Os Globos de Ouro tornaram-se incontornáveis na dinâmica global de Hollywood — este texto foi publicado no Diário de Notícias (15 Janeiro), antes da respectiva cerimónia, com o título 'Muitos prémios e pouca cinefilia'.
Tempos houve em que os prémios do cinema americano eram, no essencial, os Oscars: as estatuetas douradas resumiam a celebração da indústria cinematográfica pelos seus próprios profissionais (cerca de 6 mil membros da Academia de Hollywood) e tudo o resto, incluindo as distinções das associações de críticos, surgia como complemento curioso, mas devidamente encaixado no seu nicho profissional.
Tal deixou de acontecer quando a percepção mediática dos prémios passou a ser dominada pela visão do cinema como uma colecção de gente mais ou menos fútil, atravessando passadeiras vermelhas e disputando prémios atrás de prémios.

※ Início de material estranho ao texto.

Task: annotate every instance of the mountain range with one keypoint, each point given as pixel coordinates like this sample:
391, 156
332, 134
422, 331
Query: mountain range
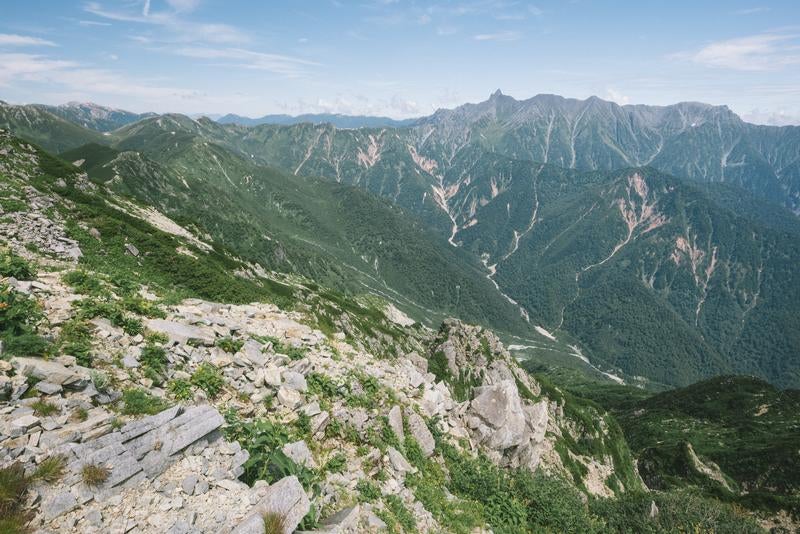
655, 242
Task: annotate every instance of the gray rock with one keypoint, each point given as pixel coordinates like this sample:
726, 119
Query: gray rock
52, 372
294, 380
286, 498
47, 388
300, 454
398, 461
188, 484
183, 333
396, 422
58, 504
419, 430
252, 351
345, 520
289, 398
500, 407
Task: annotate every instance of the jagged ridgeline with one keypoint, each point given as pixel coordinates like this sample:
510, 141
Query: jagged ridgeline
508, 213
155, 379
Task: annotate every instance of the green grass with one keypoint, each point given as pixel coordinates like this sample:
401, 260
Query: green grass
141, 402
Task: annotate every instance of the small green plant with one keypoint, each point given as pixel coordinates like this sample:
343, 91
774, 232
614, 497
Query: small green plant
83, 282
154, 362
368, 491
141, 402
94, 474
81, 415
296, 353
51, 469
336, 463
100, 381
75, 339
13, 488
273, 523
229, 344
181, 389
15, 267
209, 379
42, 408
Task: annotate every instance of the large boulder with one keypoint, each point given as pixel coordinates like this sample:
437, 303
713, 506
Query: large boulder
286, 498
419, 431
499, 408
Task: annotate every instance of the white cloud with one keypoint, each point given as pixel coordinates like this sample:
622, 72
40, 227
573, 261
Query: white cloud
751, 11
768, 51
183, 6
175, 29
10, 39
499, 36
290, 67
93, 23
772, 118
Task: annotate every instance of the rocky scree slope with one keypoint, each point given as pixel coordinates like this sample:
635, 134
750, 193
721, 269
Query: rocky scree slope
128, 407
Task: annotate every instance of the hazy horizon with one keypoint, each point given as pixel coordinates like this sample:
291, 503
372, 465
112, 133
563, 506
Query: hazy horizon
398, 59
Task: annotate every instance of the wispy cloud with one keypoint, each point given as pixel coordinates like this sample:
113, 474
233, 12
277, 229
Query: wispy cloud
10, 39
70, 75
499, 36
751, 10
767, 51
176, 29
290, 67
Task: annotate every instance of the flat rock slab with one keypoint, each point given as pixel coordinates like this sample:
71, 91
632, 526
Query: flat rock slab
183, 333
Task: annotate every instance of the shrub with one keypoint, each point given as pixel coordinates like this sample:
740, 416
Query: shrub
403, 516
273, 523
140, 402
26, 344
336, 463
229, 344
75, 339
19, 313
82, 282
368, 491
154, 362
42, 408
15, 267
181, 389
100, 381
94, 474
13, 488
209, 379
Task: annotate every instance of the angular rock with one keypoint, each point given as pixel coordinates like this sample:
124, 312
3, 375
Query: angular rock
300, 454
419, 430
289, 398
183, 333
286, 498
396, 422
500, 407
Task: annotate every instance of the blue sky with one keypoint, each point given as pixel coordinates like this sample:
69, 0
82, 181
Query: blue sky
396, 57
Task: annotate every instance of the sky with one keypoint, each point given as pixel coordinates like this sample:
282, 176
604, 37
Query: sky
399, 58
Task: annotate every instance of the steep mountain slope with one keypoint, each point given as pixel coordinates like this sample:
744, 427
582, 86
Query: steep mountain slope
697, 141
656, 279
733, 437
337, 235
125, 408
95, 117
37, 124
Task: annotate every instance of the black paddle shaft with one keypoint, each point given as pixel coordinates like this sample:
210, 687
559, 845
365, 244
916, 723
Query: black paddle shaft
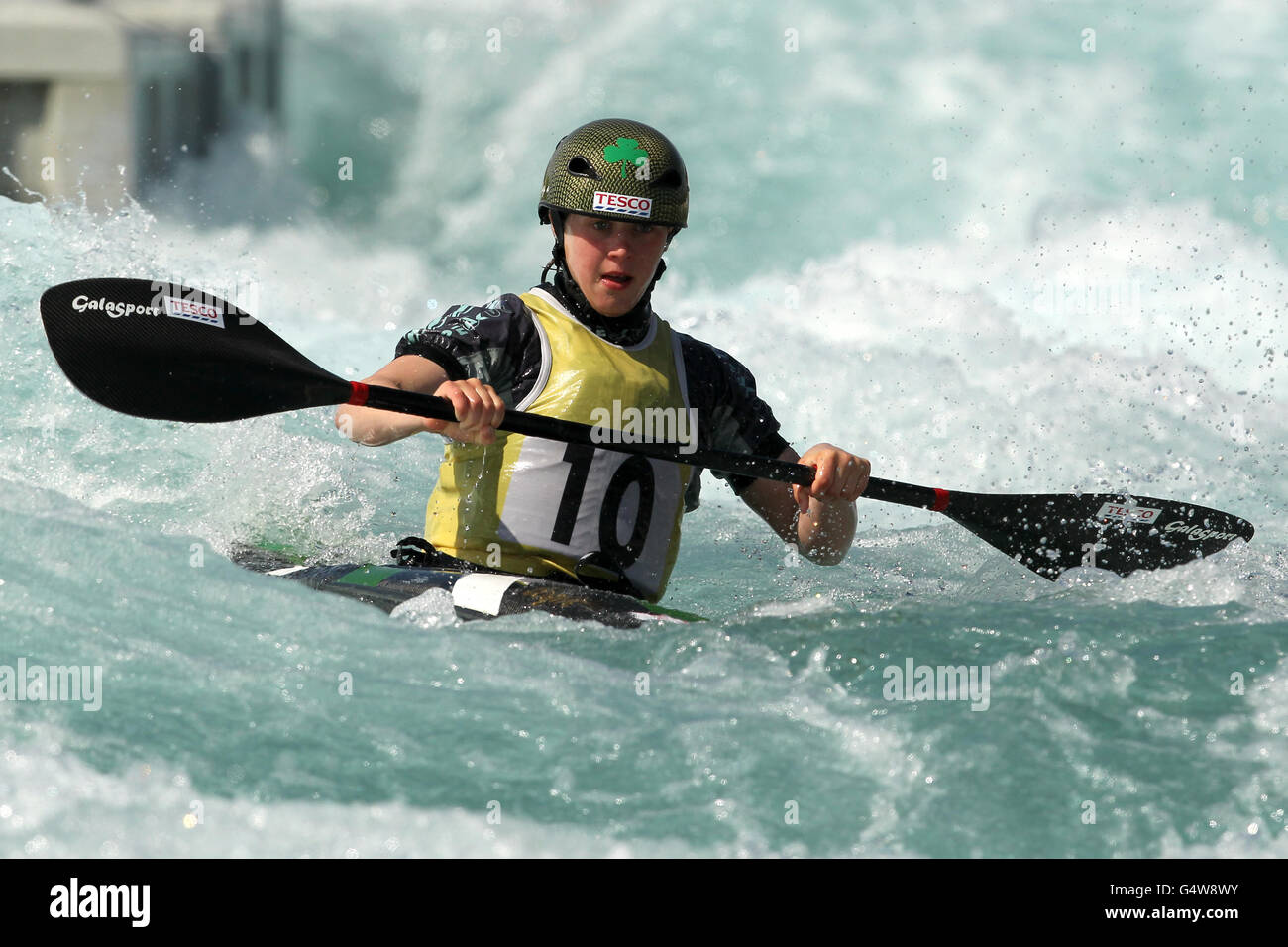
155, 350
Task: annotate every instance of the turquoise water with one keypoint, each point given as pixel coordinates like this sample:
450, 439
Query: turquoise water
1086, 302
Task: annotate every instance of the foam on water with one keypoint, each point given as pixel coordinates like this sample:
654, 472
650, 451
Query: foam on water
1050, 317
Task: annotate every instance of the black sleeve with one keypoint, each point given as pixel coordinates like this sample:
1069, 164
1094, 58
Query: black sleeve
496, 343
730, 415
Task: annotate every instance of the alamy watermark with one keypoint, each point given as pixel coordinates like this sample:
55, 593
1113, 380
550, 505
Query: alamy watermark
75, 684
913, 682
634, 425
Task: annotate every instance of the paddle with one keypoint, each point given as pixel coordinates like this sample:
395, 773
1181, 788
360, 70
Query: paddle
167, 352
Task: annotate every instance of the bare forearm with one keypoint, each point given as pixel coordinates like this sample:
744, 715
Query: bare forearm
373, 427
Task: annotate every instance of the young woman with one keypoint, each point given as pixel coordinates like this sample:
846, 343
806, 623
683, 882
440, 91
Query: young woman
614, 195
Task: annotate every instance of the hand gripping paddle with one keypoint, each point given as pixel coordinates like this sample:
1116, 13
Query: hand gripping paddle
154, 350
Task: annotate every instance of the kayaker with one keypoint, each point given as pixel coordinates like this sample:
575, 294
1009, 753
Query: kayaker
578, 347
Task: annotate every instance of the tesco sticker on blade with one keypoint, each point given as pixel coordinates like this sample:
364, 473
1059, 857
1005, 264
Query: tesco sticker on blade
194, 311
1125, 513
623, 204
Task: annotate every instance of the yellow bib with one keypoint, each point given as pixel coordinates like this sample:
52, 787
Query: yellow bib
531, 505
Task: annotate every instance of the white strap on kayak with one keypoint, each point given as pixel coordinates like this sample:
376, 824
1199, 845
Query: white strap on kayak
482, 591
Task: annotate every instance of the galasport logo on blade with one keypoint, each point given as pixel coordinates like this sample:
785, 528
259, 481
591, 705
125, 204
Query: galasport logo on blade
1128, 514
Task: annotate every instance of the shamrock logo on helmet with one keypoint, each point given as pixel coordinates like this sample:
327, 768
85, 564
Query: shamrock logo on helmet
631, 155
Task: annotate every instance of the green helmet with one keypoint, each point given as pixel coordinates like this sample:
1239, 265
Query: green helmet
619, 170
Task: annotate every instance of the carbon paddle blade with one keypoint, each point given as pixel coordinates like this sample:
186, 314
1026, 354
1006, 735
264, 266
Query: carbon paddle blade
1050, 534
154, 350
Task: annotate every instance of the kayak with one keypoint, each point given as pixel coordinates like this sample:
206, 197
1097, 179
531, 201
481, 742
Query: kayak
475, 594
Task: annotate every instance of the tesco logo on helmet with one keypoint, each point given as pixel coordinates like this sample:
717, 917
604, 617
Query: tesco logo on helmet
623, 204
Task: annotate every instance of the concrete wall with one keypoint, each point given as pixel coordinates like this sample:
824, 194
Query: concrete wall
98, 99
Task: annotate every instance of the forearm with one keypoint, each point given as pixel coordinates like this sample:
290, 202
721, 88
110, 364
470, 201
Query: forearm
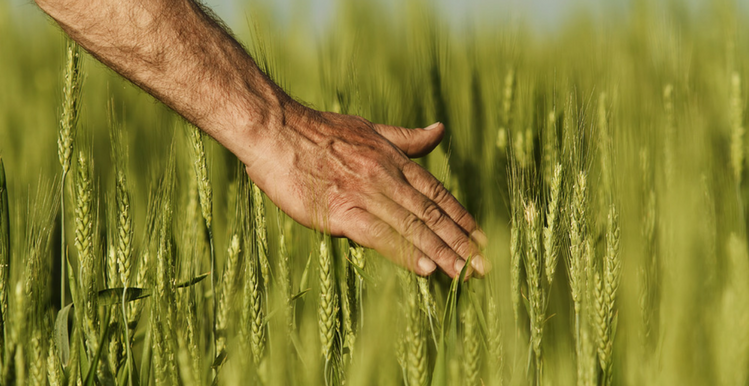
177, 53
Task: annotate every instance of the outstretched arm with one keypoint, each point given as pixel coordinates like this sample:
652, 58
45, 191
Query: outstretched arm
335, 172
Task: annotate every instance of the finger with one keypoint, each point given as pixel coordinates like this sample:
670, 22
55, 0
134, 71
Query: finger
414, 142
416, 231
437, 220
370, 231
429, 186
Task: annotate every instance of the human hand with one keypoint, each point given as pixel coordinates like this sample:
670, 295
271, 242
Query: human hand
353, 178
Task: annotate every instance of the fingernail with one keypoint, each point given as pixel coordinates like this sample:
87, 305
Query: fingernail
477, 262
432, 126
459, 264
426, 265
480, 237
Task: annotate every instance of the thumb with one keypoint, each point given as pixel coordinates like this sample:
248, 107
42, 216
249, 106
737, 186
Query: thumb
414, 142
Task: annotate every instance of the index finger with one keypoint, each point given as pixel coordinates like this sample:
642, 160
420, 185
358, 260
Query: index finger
431, 187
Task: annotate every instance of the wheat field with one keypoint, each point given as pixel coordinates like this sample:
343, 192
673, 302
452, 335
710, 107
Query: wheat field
606, 163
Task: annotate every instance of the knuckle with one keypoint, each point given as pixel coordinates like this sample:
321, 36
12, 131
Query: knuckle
410, 224
432, 214
377, 230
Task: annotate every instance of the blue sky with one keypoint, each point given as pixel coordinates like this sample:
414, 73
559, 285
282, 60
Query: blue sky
542, 14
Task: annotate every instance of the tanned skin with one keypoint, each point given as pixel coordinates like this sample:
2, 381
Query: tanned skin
338, 173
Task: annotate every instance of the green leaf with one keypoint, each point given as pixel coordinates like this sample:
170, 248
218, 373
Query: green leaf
361, 272
113, 296
62, 336
91, 375
299, 295
305, 274
220, 359
193, 281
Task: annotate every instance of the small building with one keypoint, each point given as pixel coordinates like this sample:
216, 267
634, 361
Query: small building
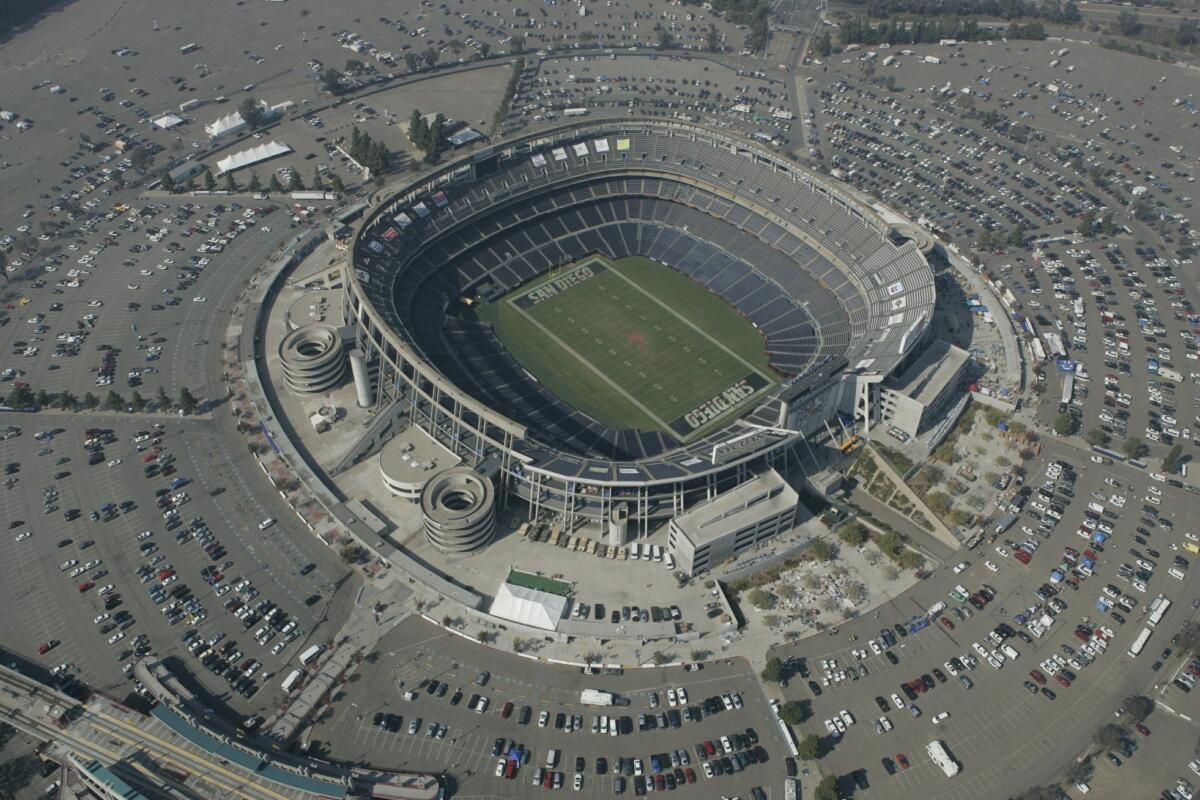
411, 459
531, 600
226, 125
252, 156
185, 172
732, 523
913, 397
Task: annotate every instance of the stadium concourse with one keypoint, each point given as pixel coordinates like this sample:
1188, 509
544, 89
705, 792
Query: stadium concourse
840, 300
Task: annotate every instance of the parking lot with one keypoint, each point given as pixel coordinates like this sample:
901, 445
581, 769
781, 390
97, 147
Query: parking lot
445, 673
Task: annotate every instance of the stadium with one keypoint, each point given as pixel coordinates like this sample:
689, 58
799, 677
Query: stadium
618, 319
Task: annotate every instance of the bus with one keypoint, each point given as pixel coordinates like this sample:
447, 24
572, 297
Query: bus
292, 680
1139, 643
937, 753
1157, 608
311, 653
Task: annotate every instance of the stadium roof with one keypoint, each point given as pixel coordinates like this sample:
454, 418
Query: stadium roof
528, 606
223, 125
256, 155
463, 137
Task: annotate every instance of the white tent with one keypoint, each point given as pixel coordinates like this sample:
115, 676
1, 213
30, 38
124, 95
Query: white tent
223, 125
256, 155
168, 121
528, 606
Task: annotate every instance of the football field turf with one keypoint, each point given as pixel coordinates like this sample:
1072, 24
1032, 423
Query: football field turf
635, 344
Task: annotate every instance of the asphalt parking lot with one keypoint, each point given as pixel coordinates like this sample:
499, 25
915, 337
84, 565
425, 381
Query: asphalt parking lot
43, 591
417, 653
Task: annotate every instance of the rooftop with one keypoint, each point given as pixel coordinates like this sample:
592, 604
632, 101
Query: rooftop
765, 495
928, 374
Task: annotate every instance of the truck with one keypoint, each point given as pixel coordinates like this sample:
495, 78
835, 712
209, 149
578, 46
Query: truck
939, 755
597, 697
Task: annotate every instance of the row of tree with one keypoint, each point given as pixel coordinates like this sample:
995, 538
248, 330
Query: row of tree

Nesta conjuntura, a Associação de Imprensa Estrangeira de Hollywood (na prática, 88 jornalistas) conseguiu um protagonismo que se traduz na afirmação falaciosa segundo a qual os Globos “antecipam” os Oscars... Como o ano passado, por exemplo, em que nem sequer houve coincidências nas categorias principais: A Rede Social e Os Miúdos Estão Bem receberam os Globos de melhores filmes (drama e comédia, respectivamente), enquanto O Discurso do Rei foi distinguido com o Oscar.
Claro que a comunidade de Hollywood encara os Globos com disponibilidade e simpatia. Porque não? O que importa questionar é a redução dos espaços clássicos da cinefilia. As especificidades dos filmes deixaram de ser pertinentes, enaltecendo-se antes a “justiça” dos resultados, como no futebol. Em última análise, tenta-se atrair um público dominado pelos sistemas de consagração das televisões, confundindo a linguagem dos filmes com a exaltação de um glamour desligado de qualquer conceito de espectáculo. Há, por certo, magníficos filmes nomeados, mas a ideia de cinema que subjaz a tudo isto é cada vez mais débil.